Papa Leão XIV alerta para retorno da “diplomacia da força” e defende multilateralismo diante da escalada global de conflitos

Em sua primeira audiência com o Corpo Diplomático, o Papa Leão XIV alertou para o retorno da guerra como instrumento político, criticou a diplomacia da força e defendeu o multilateralismo. O Pontífice abordou conflitos globais, perseguição religiosa, direitos humanos, crise na Venezuela, riscos nucleares e desafios da inteligência artificial, reafirmando o papel moral da Santa Sé na promoção da paz e do diálogo internacional.
Papa Leão XIV critica diplomacia da força, alerta para crise do multilateralismo e defende paz, direitos humanos e cooperação internacional em discurso ao Corpo Diplomático.

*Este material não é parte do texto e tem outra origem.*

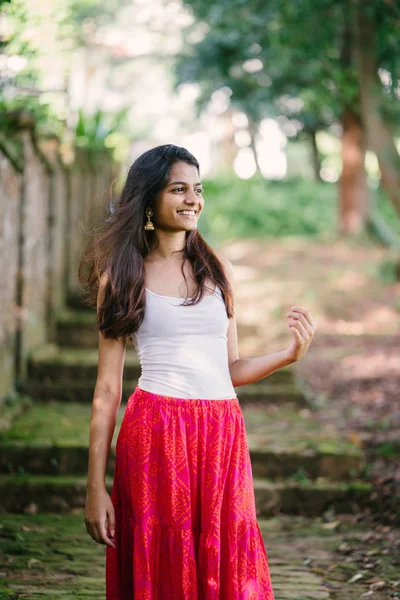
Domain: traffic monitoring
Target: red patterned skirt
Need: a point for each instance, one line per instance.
(183, 495)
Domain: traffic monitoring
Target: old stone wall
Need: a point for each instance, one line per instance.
(46, 207)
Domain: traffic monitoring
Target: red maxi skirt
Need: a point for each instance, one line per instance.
(183, 496)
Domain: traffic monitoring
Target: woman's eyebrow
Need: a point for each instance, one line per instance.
(183, 182)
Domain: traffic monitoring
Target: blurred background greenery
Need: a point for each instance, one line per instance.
(292, 109)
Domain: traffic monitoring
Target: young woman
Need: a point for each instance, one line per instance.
(181, 520)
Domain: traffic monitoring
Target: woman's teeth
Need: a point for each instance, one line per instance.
(188, 213)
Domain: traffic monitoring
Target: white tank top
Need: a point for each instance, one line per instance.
(183, 349)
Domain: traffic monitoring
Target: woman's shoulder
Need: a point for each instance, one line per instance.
(226, 263)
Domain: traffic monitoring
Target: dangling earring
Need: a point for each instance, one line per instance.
(149, 225)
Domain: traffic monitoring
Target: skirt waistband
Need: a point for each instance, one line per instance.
(188, 402)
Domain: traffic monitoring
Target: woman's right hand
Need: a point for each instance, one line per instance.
(98, 508)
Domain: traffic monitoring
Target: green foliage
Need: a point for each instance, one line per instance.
(255, 207)
(95, 132)
(291, 207)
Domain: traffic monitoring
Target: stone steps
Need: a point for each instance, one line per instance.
(52, 555)
(52, 438)
(60, 493)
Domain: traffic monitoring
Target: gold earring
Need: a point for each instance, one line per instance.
(149, 225)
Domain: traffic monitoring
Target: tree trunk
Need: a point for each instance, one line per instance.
(379, 133)
(253, 130)
(354, 196)
(315, 157)
(353, 203)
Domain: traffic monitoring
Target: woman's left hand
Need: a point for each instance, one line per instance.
(303, 327)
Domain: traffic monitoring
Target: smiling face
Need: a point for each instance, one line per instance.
(183, 192)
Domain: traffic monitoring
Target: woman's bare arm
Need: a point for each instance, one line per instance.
(249, 370)
(106, 402)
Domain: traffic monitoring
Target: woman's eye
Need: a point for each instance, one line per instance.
(177, 190)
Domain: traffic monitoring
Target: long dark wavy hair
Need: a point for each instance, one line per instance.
(118, 245)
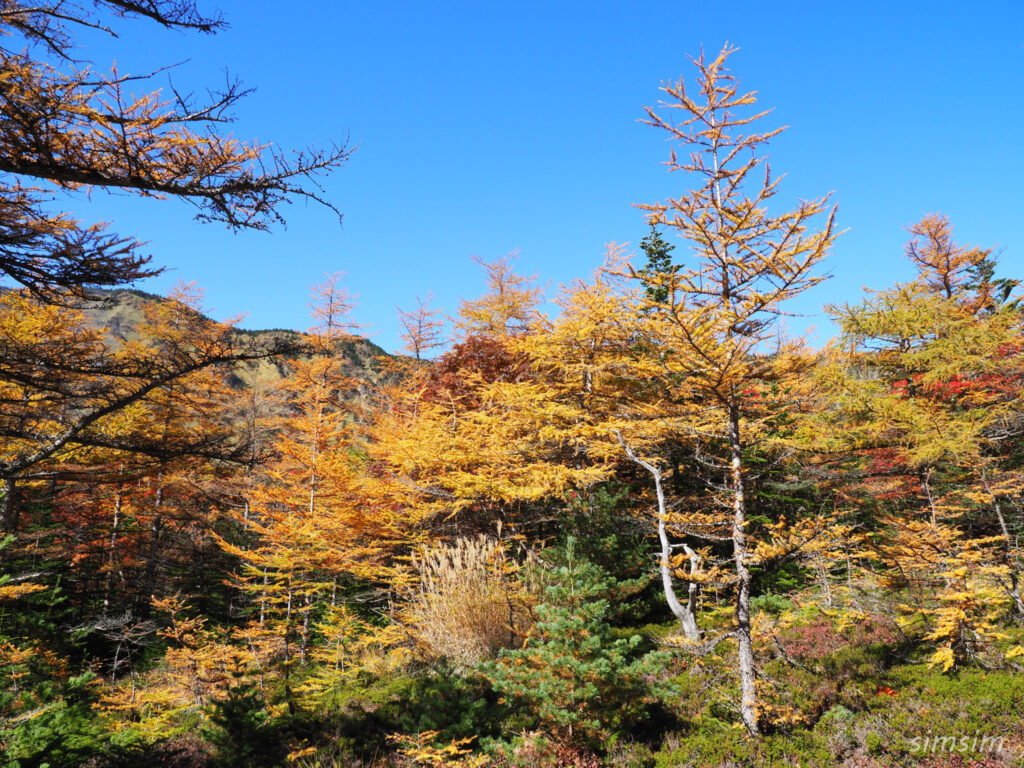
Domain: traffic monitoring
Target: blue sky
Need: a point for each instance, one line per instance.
(484, 127)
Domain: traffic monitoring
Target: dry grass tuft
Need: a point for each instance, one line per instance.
(470, 602)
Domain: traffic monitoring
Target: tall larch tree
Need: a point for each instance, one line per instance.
(719, 323)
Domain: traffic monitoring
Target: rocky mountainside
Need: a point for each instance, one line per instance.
(121, 312)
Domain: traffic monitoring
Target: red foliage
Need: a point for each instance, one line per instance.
(484, 356)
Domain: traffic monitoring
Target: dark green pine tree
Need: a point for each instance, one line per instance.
(573, 678)
(658, 262)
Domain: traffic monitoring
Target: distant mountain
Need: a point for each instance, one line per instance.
(121, 311)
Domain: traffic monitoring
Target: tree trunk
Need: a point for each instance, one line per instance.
(686, 616)
(8, 506)
(1014, 590)
(748, 682)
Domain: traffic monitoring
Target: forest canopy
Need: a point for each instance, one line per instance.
(645, 528)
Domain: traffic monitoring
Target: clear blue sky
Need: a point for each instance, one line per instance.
(484, 127)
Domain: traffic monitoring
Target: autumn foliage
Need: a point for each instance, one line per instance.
(638, 525)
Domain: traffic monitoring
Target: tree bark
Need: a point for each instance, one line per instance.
(748, 682)
(685, 614)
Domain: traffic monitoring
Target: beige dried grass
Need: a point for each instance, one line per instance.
(469, 602)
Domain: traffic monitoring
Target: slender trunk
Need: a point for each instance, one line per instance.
(307, 607)
(926, 488)
(748, 682)
(112, 551)
(686, 616)
(153, 557)
(8, 506)
(1014, 590)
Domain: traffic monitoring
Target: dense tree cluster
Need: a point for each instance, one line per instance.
(647, 528)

Na manhã desta sexta-feira (09/01/2026), o Papa Leão XIV fez um dos pronunciamentos mais abrangentes de seu pontificado ao receber o Corpo Diplomático acreditado junto à Santa Sé. Em discurso proferido na Sala das Bênçãos, diante de cerca de 420 diplomatas de 184 países e organizações internacionais, o Pontífice alertou para o retorno da guerra como instrumento político, denunciou o enfraquecimento do multilateralismo e criticou a substituição da diplomacia do diálogo pela “diplomacia da força”, fenômeno que, segundo ele, viola princípios fundamentais estabelecidos após a Segunda Guerra Mundial.

Primeira audiência diplomática e leitura da conjuntura internacional

A audiência com o Corpo Diplomático é uma tradição no início de cada ano e funciona como espaço institucional no qual o Papa apresenta uma leitura global da conjuntura internacional. Para Leão XIV, tratou-se de um momento simbólico: foi seu primeiro encontro oficial com representantes diplomáticos desde o início do pontificado.

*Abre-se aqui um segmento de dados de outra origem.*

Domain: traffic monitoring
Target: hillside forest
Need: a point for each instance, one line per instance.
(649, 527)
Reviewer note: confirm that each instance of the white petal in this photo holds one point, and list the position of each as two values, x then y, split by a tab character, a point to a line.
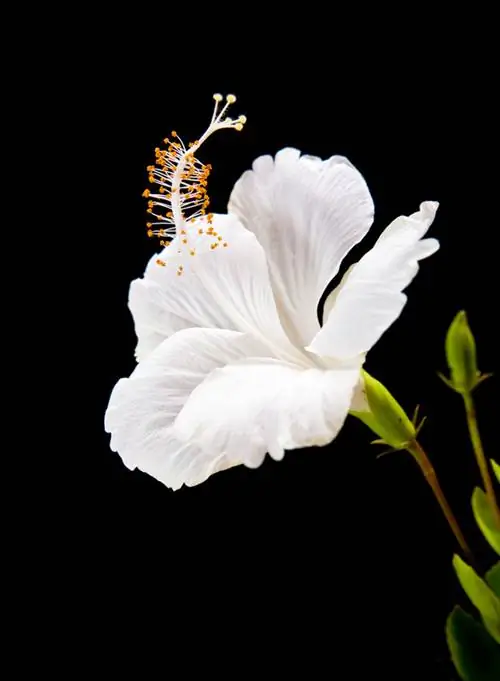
225	288
259	406
369	298
307	214
142	408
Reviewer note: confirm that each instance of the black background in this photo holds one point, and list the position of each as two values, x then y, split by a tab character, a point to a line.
332	563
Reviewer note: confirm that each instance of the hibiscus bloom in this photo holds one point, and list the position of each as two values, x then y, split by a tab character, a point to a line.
233	362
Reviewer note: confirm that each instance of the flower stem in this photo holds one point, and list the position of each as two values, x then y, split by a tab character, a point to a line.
480	457
430	475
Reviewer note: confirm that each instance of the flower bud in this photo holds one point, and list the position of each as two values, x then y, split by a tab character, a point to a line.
386	417
460	349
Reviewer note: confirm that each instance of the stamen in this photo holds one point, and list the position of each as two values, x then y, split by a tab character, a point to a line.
182	195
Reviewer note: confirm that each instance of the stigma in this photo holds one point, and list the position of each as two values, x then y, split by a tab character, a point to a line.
181	198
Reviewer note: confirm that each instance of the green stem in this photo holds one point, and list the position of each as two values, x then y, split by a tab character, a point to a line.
480	457
430	475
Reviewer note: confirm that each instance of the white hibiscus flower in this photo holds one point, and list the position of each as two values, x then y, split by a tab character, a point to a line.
232	360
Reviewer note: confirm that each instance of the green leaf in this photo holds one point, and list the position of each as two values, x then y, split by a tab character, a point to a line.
485	518
496	469
493	578
485	600
475	654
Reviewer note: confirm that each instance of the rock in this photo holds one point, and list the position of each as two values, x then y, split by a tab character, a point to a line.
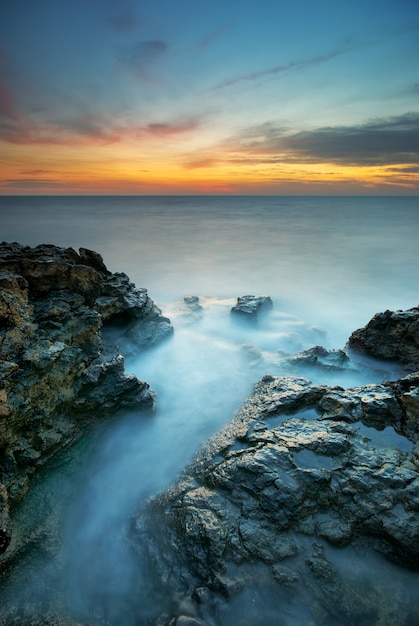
57	373
251	308
319	358
273	493
392	336
192	302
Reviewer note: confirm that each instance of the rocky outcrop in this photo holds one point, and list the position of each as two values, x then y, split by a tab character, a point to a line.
392	335
251	308
57	373
301	470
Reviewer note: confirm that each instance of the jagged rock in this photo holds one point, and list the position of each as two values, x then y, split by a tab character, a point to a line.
57	373
390	335
319	357
267	495
250	308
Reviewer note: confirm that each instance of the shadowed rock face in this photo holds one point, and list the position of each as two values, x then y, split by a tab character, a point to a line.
290	479
390	335
57	373
251	308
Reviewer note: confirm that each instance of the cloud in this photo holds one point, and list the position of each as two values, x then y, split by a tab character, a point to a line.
138	57
278	69
36	172
376	142
83	129
29	183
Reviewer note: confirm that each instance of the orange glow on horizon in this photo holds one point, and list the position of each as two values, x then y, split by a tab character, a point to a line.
148	169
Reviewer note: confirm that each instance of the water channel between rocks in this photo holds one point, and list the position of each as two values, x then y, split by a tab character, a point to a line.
78	511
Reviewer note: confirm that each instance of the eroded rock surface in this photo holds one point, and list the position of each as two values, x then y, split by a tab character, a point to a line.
251	308
390	335
301	471
56	372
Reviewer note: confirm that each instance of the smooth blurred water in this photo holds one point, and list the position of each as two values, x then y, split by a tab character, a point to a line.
328	263
334	260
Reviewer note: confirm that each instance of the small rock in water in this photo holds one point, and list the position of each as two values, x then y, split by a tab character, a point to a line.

Logo no início, o Santo Padre recordou o Jubileu recentemente concluído e a morte de seu predecessor, o Papa Francisco. Ao mencionar o funeral, destacou o caráter universal da despedida, afirmando que o mundo se reuniu em torno do caixão de “um pai que guiou o Povo de Deus com profunda caridade pastoral”. O Papa também mencionou viagens recentes à Turquia e ao Líbano, agradecendo às autoridades locais pela acolhida.

Santo Agostinho e os riscos do nacionalismo exacerbado

Ao refletir sobre um mundo marcado por tensões crescentes, conflitos armados e instabilidade geopolítica, Leão XIV recorreu à obra De Civitate Dei (A Cidade de Deus), de Santo Agostinho, como fio condutor de sua análise. O Pontífice observou que, embora não se trate de um tratado político, a obra oferece alertas permanentes sobre os riscos de falsas leituras da história, do nacionalismo excessivo e da distorção do papel do estadista.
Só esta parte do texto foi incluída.